Barley supplies in Germany in 1948

With food of all kinds in short supply in the years after WW2, brewers in the British zone of Germany made several attempts to get permission from the military government to use barley, says an article in March 1948 in the newly-founded young news magazine Der Spiegel.

The brewers first requested 46,000 tons of barley to make 15 million hectolitres of beer. When both this and a second request was declined by the Brits, the brewers asked for 37,500 tons of barley with which to make 11 million hectolitres of 1.7% small beer. For comparison the peacetime production across the country had been 45 million hl at 12%.

I think the figures the Spiegel calls percent must be degrees Plato rather than ABV, otherwise they don’t make sense. 12 Plato would give us a beer of around 5%, which sounds about right for peacetime beer. That means the 1.7 beer is even weaker than it looks, as 1.7 Plato is next to nothing.

“The British zone is the driest region in all of Germany”, the Spiegel notes. The British had banned the production of all alcohol, whereas in the French zone a 2% beer was permitted and 3% in the Russian zone. 

Just 17 of the 250 breweries in the British zone were allocated barley for making beer. They brewed beer for the NAAFI at 8.5 (this must surely also be Plato. I can’t see Tommy quaffing an 8.5% ABV beer, or being in a fit state to keep order the next day), and were permitted to make 50,000 hl of full-strength beer for export. This went to the old German export markets in South Africa, South America, Egypt and Australia.

Before the war Germany had been exporting between 600,000 and 900,000 hl. Now the brewers were having to turn down export orders because they had no barley to brew with.

As you might expect, there was political pressure not to “waste” scarce grain on brewing beer. The brewers argued that the 46,000 tons of barley they wanted comprised only 0.75% of Germany’s grain consumption – the equivalent of one thin slice of bread a week per person. It was even suggested (by whom is not clear) that bread ration coupons could be used for beer.

Enter the wily Professor Dr. Hermann Fink, who managed to argue convincingly that it was better to make beer from grain than to feed the grain to animals. At least, convincingly enough for the northwest brewers’ associations at whose conference he was speaking.

His argument is summarised in this charming diagram.

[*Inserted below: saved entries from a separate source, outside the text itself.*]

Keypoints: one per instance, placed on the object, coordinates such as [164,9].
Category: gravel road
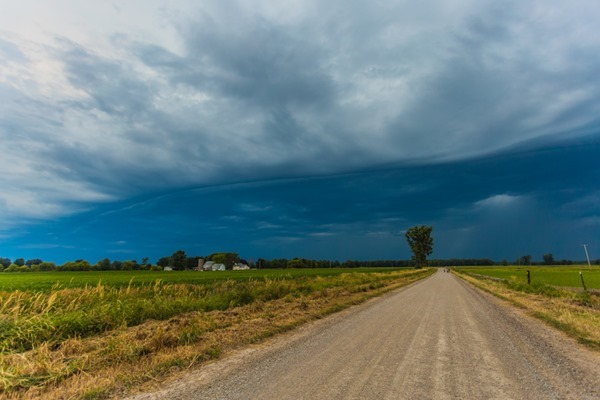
[437,339]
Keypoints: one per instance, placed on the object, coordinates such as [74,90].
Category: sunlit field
[89,333]
[553,276]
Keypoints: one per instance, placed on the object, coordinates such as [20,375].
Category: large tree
[421,243]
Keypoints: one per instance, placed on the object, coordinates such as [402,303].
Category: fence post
[582,282]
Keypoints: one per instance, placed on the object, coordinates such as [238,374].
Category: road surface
[437,339]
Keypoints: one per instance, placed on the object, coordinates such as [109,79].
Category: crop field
[91,334]
[553,276]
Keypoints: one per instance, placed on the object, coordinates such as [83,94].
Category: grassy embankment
[97,335]
[553,296]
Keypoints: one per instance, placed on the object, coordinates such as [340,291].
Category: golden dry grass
[116,362]
[575,314]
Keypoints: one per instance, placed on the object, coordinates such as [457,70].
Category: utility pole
[587,255]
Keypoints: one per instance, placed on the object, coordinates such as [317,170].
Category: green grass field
[554,276]
[46,281]
[66,328]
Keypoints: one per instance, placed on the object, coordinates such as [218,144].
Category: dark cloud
[353,120]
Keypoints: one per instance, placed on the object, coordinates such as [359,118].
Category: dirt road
[437,339]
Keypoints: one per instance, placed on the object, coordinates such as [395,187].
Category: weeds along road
[437,339]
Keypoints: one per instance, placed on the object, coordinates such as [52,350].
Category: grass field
[553,276]
[550,296]
[48,281]
[95,334]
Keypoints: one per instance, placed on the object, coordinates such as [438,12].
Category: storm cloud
[471,116]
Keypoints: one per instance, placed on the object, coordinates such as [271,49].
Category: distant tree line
[179,260]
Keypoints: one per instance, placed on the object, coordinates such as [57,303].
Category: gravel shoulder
[439,338]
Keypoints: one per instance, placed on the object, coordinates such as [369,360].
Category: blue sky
[299,129]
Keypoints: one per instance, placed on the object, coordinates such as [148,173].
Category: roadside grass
[574,312]
[101,342]
[553,276]
[50,281]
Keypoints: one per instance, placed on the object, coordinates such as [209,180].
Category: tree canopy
[421,243]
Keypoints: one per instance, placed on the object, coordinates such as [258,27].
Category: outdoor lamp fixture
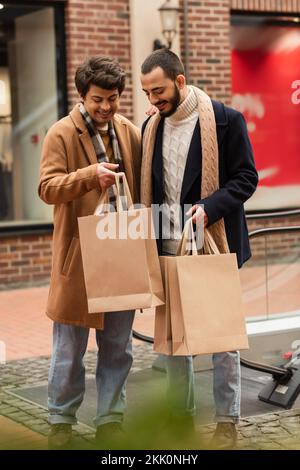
[168,15]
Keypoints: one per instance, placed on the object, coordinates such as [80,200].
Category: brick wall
[103,27]
[25,260]
[96,27]
[208,46]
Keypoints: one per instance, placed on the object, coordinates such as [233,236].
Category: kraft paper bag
[163,331]
[119,255]
[205,302]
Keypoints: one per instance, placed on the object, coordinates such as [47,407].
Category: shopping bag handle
[187,238]
[209,245]
[123,195]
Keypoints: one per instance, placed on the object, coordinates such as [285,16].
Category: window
[32,98]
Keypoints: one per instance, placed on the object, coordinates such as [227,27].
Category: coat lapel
[193,166]
[84,135]
[157,163]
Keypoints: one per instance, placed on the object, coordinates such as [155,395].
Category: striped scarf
[100,147]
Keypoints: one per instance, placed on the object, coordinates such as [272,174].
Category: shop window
[32,98]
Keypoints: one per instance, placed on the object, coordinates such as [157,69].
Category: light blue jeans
[66,384]
[226,384]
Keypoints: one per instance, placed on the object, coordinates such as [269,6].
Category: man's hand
[106,174]
[198,215]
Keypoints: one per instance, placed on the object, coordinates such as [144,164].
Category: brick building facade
[104,26]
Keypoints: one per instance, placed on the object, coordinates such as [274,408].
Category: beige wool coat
[68,180]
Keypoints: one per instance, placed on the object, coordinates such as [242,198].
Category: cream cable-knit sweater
[177,136]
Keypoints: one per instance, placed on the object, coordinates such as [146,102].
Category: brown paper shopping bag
[119,255]
[205,307]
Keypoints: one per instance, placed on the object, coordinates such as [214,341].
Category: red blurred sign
[266,89]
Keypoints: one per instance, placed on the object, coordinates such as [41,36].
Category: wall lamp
[168,16]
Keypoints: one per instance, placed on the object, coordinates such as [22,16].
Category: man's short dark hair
[104,72]
[167,60]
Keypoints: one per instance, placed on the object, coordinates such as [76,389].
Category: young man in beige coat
[81,154]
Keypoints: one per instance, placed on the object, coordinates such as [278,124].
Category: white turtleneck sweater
[177,136]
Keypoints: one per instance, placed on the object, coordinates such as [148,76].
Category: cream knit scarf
[210,161]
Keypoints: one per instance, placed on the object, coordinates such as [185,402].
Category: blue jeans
[66,384]
[226,384]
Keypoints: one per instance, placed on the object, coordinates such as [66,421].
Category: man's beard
[174,102]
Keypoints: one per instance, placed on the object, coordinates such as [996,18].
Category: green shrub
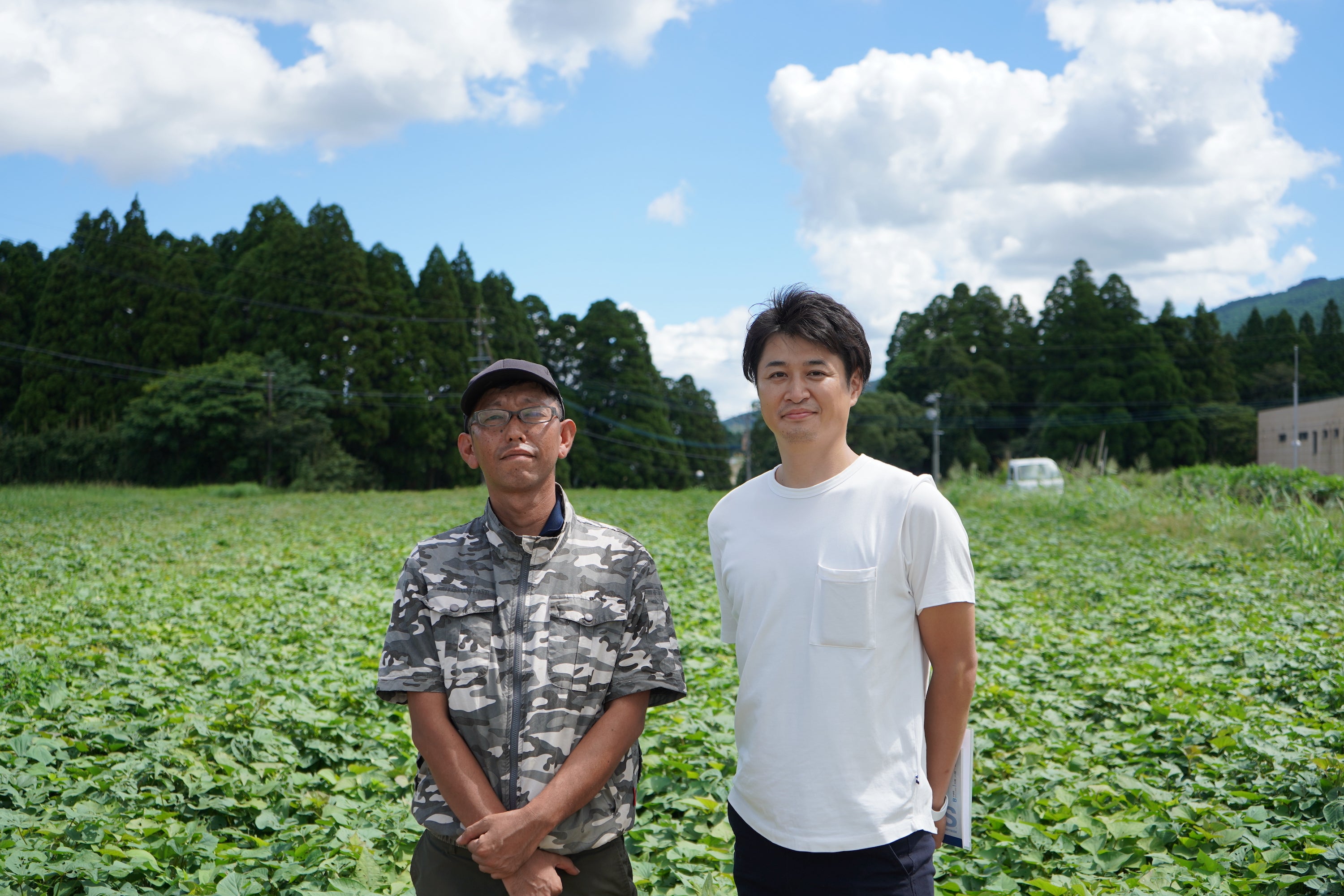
[62,456]
[1273,485]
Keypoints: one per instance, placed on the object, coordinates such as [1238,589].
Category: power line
[244,300]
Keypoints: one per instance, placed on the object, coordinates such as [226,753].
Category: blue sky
[561,201]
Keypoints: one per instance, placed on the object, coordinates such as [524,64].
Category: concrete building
[1319,428]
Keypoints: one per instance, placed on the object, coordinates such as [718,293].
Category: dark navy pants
[762,868]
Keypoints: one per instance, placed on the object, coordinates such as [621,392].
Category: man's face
[517,457]
[804,393]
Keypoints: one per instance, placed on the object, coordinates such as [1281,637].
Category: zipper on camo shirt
[515,737]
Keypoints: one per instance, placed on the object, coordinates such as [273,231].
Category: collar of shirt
[539,547]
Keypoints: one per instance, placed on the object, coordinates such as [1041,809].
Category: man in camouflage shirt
[527,644]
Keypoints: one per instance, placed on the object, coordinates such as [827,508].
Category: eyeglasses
[495,418]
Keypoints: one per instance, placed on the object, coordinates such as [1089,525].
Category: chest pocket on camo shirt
[584,641]
[844,609]
[467,632]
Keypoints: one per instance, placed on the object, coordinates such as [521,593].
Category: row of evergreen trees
[293,354]
[1166,393]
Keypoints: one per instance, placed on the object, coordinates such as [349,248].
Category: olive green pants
[443,868]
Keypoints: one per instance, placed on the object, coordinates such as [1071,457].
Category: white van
[1035,473]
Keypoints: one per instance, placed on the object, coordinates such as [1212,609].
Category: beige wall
[1320,426]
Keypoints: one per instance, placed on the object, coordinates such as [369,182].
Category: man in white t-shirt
[838,575]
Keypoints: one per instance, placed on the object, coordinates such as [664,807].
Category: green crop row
[186,692]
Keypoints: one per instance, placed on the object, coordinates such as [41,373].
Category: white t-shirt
[820,590]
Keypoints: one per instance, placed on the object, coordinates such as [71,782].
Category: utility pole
[271,416]
[936,416]
[746,450]
[483,350]
[1296,441]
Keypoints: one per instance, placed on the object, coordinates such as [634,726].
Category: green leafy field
[186,695]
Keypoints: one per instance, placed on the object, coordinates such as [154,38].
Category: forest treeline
[287,353]
[1089,378]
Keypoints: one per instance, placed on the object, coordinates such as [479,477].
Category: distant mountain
[1308,296]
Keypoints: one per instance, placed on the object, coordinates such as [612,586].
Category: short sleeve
[936,548]
[410,655]
[650,659]
[728,618]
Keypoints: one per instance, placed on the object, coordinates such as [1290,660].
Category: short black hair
[804,314]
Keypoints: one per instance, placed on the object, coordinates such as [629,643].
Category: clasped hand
[506,845]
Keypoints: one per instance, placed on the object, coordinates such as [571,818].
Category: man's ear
[569,429]
[468,450]
[855,388]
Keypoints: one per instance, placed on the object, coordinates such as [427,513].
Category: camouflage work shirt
[531,637]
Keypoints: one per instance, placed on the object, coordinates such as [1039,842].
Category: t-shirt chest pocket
[844,609]
[584,641]
[467,633]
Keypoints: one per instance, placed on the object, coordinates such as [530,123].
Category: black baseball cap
[508,371]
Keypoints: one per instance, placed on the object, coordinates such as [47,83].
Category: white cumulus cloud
[671,206]
[143,88]
[710,350]
[1154,154]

After making beer you can feed the spent grain, yeast and trub to cattle and pigs, which builds more fat, apparently, than just feeding barley to pigs.

The comparison comes out expressed as vital, nutritious fat: 60 tons if using the barley as animal feed; 74.3 tons if the grain is processed into beer first.



Brewing vs. animal feed

42,300 hl full-strength beer or 500,000 hl small beer
and 45 tons malt shoots and 225 tons spent grain

710 tons full cream milk
682 tons buttermilk and skimmed milk

23.7 tons of butter fat
50.6 tons of pork fat
Total 74.3 tons fat


The brewers were unsurprisingly delighted by this convenient discovery, and made sure to make use of Prof Fink’s argument in their representations to the military government. It had little effect: the occupying commanders pointed out that British and American breweries were also having to restrict their output to conserve grain. The beer consumption of the USA had dropped by 35% since 1946 and the British were drinking only 1.9 million standard barrels, down from 2.5 million in 1946. (Since this is expressed in standard barrels, it’s quite possible the Brits were drinking the same number of pints of weaker beer, or even slightly more.)